The most detailed biography of Joan remains that written by Agnes Strickland in 1840. Whilst broadly sympathetic Strickland considered avarice to be her besetting sin but she was quite clear about what was going on in the autumn of 1419. In his generally admiring 1992 biography of Henry V Christopher Allmand tucked a very brief summary of the story into a footnote. In his recent study of Henry V, highlighting the ‘conscience’ of the king, Malcolm Vale never mentioned her at all. Strickland, however, was forthright: ‘It was one of the dark features of the age, that the ruin and disgrace of a person against whom no tenable accusation could be brought might readily be effected by a charge of sorcery, which generally operated on the public mind as the cry of ‘mad dog’ does for the destruction of the devoted victims of the canine species’. Joan was never charged because there was no charge but she was rich and at the time of her arrest Henry V was poor – poor on account of the vast drain on his resources arising from war in France. She was placed under house arrest and stripped of her dower lands. She was confined in comfort at Leeds Castle (hardly the treatment of one allegedly seeking the death of its owner), and the profits of her lands were effectively stolen to replenish her step son’s war chest.

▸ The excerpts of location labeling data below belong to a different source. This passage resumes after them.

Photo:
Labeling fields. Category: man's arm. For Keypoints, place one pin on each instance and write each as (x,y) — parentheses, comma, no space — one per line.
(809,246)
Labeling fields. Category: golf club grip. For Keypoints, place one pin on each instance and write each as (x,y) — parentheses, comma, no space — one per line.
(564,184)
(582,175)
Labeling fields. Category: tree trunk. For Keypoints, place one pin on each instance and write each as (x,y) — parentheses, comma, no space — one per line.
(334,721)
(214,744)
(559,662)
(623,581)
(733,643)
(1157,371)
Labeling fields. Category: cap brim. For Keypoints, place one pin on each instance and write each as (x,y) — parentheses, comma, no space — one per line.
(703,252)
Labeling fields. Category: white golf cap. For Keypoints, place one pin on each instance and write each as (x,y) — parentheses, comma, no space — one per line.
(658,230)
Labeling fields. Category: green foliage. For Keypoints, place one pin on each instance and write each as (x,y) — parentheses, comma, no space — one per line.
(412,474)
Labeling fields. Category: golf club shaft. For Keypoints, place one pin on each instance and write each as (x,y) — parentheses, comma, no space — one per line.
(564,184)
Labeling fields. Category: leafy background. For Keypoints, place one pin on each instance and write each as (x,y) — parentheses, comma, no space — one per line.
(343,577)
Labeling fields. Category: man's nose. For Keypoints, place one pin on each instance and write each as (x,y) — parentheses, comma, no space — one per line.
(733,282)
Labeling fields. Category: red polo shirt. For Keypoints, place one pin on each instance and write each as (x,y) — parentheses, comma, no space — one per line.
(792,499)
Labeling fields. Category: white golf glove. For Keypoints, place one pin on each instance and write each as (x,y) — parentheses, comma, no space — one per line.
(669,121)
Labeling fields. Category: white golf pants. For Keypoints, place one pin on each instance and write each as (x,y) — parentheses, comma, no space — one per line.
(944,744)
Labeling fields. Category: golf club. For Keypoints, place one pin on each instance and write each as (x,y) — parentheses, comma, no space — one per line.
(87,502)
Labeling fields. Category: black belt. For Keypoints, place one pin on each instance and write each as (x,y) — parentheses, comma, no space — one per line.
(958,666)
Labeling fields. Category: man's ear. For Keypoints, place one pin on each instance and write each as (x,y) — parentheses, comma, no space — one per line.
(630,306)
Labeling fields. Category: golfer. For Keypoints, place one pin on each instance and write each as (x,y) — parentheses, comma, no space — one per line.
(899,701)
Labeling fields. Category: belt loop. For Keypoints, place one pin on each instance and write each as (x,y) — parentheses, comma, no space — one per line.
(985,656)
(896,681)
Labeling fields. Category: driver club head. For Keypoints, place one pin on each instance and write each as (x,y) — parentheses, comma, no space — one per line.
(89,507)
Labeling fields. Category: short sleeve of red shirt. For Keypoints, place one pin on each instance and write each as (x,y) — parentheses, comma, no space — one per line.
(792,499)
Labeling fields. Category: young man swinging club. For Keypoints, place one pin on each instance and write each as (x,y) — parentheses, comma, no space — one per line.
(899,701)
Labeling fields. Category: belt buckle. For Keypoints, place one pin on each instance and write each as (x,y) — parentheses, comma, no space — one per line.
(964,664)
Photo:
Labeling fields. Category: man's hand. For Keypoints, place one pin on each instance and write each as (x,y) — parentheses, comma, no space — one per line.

In July 1422, ‘doubting lest it should be a charge unto our conscience for to occupy forth longer [the dower of ‘our mother, queen Joan’…. the which charge we be advised no longer to bear on our ‘conscience’ Henry ordered his council, ‘as ye will appear before God for us in this case to restore the queen wholly of her dower’. He offered too a feeble compensation in the form of cloth of her choosing sufficient for five or six gowns.  Horses for eleven chariots were assigned to enable her to leave her confinement and go to ‘whatsoever place within our realm that her list and whenever she list.  Henry had acted in timely fashion for six weeks later he was dead.